As a future prospect for this kind of studies targeting glycolysis, it seems necessary to include inhibitors of HK II and PFK. 3BP is highly recommended with citrate in light of the strong synergistic effect of their combinations 35. Understanding the biology of malignant metastasis and its sequential steps 50 helps in improving current treatment outcomes in cancer. 3BP is an antagonist of lactate (facilitator of metastasis) 35. 3BP deprives cancer cells of the essential requirement for the process of metastasis e.g.

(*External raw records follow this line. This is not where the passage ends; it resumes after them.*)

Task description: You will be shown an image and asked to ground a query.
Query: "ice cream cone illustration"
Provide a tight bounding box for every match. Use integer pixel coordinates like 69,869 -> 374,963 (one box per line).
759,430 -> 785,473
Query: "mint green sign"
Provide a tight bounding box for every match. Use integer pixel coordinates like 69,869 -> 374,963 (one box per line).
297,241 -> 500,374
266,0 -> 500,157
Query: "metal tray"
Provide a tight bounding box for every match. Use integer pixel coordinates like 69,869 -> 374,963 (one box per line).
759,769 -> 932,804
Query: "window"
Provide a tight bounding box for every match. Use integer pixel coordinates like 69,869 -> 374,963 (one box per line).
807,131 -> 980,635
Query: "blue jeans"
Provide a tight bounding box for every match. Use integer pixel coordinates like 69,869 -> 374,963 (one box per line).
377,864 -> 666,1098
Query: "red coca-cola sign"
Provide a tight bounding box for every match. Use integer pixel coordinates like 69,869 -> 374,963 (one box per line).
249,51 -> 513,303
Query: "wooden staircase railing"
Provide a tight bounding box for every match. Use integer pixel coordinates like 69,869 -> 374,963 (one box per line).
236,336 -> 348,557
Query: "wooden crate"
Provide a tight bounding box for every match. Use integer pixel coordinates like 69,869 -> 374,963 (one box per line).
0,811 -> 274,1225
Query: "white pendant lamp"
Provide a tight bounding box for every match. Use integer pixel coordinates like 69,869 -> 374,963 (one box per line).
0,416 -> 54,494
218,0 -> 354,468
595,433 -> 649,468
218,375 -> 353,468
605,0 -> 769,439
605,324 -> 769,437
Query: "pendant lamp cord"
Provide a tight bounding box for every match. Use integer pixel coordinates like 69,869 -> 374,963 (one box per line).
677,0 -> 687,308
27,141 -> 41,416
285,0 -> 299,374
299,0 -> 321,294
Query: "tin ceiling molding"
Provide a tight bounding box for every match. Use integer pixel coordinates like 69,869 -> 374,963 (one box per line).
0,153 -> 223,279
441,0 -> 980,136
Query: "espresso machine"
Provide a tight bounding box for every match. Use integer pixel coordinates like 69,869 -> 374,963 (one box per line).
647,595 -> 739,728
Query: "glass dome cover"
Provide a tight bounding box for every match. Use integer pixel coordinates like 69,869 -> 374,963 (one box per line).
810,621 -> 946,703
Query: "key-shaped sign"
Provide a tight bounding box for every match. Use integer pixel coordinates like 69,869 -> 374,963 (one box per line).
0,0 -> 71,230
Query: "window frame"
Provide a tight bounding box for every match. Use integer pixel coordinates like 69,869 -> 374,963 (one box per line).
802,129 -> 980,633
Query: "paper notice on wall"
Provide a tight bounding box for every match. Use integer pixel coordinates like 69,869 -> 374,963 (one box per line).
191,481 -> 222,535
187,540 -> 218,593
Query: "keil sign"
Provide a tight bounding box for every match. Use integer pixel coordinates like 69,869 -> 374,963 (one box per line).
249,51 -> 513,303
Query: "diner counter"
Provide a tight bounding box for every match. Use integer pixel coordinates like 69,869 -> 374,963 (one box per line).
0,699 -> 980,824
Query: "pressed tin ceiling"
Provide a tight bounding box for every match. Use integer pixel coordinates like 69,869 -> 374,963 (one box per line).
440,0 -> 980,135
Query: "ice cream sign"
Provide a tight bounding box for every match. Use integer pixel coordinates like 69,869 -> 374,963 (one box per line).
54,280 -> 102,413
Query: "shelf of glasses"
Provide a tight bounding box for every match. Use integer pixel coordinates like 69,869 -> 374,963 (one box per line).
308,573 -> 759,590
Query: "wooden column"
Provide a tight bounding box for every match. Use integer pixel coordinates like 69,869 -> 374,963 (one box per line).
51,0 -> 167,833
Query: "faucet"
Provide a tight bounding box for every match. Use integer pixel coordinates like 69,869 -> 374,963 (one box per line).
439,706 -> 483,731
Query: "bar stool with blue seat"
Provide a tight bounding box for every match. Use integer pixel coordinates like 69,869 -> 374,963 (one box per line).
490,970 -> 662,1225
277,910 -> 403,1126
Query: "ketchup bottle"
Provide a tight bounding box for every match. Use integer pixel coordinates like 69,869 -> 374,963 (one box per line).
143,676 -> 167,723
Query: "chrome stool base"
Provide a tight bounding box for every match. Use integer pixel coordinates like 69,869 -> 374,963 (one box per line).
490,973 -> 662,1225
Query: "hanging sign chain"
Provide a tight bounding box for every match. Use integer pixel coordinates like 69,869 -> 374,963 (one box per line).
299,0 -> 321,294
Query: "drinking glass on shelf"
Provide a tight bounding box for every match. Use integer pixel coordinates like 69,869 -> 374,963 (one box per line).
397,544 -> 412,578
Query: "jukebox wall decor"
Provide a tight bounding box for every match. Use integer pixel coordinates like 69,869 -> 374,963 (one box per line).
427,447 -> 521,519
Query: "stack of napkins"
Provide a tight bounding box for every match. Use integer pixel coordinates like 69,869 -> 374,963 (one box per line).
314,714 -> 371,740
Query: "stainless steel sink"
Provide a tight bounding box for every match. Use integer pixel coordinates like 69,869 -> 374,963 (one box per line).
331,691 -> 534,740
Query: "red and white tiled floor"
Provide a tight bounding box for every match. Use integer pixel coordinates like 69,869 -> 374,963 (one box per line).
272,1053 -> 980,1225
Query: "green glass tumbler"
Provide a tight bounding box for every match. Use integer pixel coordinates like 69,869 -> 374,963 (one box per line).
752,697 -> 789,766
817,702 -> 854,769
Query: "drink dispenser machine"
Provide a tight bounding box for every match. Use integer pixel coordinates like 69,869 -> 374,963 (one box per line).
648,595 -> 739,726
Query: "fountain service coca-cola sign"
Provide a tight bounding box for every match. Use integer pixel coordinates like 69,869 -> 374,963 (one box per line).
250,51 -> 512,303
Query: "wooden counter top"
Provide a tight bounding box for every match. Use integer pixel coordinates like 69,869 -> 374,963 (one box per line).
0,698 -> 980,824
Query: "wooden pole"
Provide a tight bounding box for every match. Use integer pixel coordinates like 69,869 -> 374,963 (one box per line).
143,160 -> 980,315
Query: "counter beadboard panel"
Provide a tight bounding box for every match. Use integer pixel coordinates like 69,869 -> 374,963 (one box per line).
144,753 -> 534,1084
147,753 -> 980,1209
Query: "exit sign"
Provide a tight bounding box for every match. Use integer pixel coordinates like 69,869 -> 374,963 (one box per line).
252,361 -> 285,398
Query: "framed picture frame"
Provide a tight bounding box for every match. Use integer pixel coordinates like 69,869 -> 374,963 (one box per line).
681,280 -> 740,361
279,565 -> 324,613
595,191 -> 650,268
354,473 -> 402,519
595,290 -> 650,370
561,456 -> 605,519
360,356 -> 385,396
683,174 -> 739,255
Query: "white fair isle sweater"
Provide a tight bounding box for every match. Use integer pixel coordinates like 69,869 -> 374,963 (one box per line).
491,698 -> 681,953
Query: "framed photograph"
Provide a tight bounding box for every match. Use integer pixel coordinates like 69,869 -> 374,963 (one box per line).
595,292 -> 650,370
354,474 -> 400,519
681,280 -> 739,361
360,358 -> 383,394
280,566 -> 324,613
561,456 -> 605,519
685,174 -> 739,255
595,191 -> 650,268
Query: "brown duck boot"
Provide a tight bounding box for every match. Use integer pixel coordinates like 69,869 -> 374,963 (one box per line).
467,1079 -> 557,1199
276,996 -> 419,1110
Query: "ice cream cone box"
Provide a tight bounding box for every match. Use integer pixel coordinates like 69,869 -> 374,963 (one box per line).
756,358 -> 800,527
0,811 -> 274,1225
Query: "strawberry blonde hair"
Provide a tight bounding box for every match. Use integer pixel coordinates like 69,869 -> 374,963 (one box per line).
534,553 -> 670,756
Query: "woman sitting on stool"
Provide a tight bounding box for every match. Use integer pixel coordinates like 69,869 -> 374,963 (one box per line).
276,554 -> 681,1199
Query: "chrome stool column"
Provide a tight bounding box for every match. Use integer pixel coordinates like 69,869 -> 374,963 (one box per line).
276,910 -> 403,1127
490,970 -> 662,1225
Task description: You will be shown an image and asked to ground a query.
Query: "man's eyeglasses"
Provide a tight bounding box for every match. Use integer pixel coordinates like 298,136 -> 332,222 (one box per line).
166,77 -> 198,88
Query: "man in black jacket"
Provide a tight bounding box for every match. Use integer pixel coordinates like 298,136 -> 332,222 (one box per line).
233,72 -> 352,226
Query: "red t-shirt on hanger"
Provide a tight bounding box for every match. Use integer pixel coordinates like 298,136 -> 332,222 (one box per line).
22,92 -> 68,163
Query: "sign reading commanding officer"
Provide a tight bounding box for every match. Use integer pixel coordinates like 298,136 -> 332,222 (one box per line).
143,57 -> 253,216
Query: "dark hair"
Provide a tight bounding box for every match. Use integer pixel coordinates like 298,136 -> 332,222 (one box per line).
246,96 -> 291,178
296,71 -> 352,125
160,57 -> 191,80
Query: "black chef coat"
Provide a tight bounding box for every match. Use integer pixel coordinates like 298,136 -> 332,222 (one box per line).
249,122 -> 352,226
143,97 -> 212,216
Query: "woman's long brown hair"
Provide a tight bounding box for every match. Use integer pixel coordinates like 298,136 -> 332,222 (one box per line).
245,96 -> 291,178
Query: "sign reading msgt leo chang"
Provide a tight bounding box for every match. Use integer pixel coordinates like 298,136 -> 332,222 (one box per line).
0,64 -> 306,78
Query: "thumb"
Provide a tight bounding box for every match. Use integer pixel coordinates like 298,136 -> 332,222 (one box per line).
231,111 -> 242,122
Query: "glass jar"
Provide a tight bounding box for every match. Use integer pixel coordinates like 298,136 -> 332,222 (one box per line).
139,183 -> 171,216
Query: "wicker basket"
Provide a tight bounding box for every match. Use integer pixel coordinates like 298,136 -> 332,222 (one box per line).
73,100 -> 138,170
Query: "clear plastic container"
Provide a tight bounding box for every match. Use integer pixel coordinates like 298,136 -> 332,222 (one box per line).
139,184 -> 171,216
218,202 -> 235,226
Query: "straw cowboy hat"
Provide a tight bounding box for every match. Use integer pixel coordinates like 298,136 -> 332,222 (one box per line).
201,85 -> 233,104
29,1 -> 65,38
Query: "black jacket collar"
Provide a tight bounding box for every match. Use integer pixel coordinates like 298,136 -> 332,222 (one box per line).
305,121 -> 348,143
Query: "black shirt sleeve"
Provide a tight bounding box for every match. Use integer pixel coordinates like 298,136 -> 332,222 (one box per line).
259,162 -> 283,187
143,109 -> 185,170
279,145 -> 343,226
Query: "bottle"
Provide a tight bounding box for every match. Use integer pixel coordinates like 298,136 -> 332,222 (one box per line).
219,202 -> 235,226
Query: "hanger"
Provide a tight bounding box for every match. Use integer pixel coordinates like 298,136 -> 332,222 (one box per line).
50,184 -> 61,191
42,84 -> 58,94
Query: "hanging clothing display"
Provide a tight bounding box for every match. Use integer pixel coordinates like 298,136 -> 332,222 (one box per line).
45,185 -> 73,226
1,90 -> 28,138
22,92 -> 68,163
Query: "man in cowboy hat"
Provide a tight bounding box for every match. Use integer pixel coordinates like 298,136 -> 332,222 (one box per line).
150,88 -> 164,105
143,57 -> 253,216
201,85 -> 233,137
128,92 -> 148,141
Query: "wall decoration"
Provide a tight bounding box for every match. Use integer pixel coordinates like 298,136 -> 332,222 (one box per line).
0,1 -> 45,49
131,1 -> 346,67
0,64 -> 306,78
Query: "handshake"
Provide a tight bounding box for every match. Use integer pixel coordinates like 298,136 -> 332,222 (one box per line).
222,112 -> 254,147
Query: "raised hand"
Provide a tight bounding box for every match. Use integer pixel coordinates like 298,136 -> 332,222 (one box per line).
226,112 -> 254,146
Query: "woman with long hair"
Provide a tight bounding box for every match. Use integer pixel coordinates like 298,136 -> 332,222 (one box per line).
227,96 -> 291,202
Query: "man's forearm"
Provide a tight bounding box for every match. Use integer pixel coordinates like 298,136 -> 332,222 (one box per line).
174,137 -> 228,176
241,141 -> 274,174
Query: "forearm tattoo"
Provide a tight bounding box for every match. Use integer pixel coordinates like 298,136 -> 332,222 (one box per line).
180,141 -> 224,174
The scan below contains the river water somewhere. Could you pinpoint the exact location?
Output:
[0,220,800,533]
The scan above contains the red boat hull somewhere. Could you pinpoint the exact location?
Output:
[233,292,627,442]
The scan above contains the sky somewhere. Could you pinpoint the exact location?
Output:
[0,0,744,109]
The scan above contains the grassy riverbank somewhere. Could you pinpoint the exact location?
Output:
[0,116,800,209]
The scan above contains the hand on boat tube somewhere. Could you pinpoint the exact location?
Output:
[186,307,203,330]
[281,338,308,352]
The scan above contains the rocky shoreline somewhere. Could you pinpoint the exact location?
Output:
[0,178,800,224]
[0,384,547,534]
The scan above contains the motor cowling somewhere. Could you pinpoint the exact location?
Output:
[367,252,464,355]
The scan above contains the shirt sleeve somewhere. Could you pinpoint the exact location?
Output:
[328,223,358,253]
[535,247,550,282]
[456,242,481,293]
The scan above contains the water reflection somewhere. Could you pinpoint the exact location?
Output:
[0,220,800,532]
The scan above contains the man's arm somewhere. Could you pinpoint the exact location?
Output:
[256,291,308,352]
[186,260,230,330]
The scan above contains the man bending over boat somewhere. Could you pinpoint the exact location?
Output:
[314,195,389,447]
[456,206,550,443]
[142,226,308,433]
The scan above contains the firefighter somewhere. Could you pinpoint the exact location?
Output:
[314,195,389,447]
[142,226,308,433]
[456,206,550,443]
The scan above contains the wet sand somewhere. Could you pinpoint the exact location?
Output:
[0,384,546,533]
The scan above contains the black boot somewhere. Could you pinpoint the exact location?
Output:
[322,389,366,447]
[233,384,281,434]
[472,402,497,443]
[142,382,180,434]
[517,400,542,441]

ATP, lactate and G6P (product of HK II). 3BP targeted critical steps of malignant metastasis e.g. cancer cell survival, proliferation, migratory power and clonogenic power.
3BP is a promising antineoplastic agent for treating all types of hematological malignancy. So many anticancer mechanisms are attributed to 3BP. 3BP-induced inhibition of cancer energetics and the Warburg effect are vital for its anticancer effects. Further research is highly needed to improve 3BP delivery and release at target sites and to modify 3BP crossing at relevant biological barriers.
The author declares that there is no conflict of interest with anyone
The author is grateful for Taibah university, Saudi Arabia for kindly providing the research facilities e.g. ithenticate programme.